Storage tier: `env.storage().persistent()` for balances; `env.storage().temporary()` for allowances; `env.storage().instance()` for supply and admin.

| Key | Storage Tier | Value Type | PII? | Notes |
|-----|-------------|------------|------|-------|
| `Balance(Address)` | Persistent | `i128` | ❌ No | Token balance for an address. Numeric only. |
| `Allowance(Address, Address)` | Temporary | `i128` | ❌ No | Approved spend amount between two addresses. Numeric only. |
| `TotalSupply` | Instance | `i128` | ❌ No | Aggregate token supply. |
| `Admin` | Instance | `Address` | ❌ No | Cryptographic public key. |

---

## Findings

**No PII or sensitive off-chain data was found in any storage key or value.**

All stored values are one of:
- Cryptographic public key addresses (`Address`) — pseudonymous by design on Stellar; not PII under the contract's data model
- Numeric amounts (`i128`, `u64`, `u32`) — token quantities, timestamps, counters
- Boolean flags
- Enumerations (`StreamStatus`)
- Collections of the above (`Vec<u64>`)

No free-text fields, no email addresses, no names, no off-chain identifiers, and no encrypted blobs are stored anywhere in contract storage.

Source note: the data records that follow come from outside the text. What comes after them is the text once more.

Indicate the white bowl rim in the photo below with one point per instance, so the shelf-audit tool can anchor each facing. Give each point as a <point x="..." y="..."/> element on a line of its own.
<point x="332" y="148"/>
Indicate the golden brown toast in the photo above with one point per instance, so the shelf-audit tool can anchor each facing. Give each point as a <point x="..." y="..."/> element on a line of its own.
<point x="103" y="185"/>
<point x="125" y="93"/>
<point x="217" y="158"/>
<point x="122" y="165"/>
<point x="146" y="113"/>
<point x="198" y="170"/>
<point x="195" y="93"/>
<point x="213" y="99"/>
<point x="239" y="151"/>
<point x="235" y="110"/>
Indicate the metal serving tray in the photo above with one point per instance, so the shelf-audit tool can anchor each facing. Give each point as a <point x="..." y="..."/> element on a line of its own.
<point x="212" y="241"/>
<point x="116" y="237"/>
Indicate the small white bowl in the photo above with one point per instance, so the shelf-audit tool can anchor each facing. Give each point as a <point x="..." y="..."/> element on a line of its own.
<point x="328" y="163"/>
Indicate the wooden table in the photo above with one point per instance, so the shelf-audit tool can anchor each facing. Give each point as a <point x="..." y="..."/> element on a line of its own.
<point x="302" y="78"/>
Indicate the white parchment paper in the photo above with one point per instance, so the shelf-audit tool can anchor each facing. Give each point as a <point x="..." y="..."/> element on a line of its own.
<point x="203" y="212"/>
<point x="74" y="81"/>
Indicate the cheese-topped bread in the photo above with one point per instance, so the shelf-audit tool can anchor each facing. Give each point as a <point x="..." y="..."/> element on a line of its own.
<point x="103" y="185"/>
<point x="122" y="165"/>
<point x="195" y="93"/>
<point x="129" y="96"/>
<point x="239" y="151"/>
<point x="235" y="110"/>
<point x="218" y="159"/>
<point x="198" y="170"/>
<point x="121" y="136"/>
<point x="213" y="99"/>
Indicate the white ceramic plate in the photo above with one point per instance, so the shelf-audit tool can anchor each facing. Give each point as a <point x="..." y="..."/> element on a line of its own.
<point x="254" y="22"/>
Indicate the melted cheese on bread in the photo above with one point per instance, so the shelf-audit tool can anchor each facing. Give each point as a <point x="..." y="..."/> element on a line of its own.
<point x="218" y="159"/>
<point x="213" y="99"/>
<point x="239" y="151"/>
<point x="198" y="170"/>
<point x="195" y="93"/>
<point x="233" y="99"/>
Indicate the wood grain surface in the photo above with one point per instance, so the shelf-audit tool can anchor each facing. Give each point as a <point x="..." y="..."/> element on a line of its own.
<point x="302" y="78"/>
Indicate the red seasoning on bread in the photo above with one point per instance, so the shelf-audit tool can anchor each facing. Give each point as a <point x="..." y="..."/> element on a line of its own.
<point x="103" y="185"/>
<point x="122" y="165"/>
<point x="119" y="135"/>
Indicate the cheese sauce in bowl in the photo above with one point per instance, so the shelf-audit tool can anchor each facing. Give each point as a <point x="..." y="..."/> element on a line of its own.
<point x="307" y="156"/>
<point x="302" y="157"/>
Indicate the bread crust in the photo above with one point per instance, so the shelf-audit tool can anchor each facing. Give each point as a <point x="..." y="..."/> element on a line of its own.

### Note on Address Pseudonymity

Stellar `Address` values are cryptographic public keys. While they are pseudonymous (not directly tied to a real-world identity in the contract), they are public on-chain. This is expected and inherent to all public blockchain systems. No additional PII is attached to these addresses within the contract storage.

---

## Recommendations

1. **No remediation required** — storage is clean of PII.
2. **Future changes** — any new storage key that stores user-supplied string data (e.g., a stream label or memo) must be reviewed before merging to ensure it does not introduce PII.
3. **Off-chain indexers** — if an off-chain indexer or API layer is built on top of these contracts, that layer must be assessed separately for PII handling and GDPR/privacy compliance.

---

## Conclusion

The storage audit is complete. All storage keys and values in both `contracts/stream` and `contracts/token` contain only cryptographic addresses and numeric/boolean data. No PII is stored on-chain.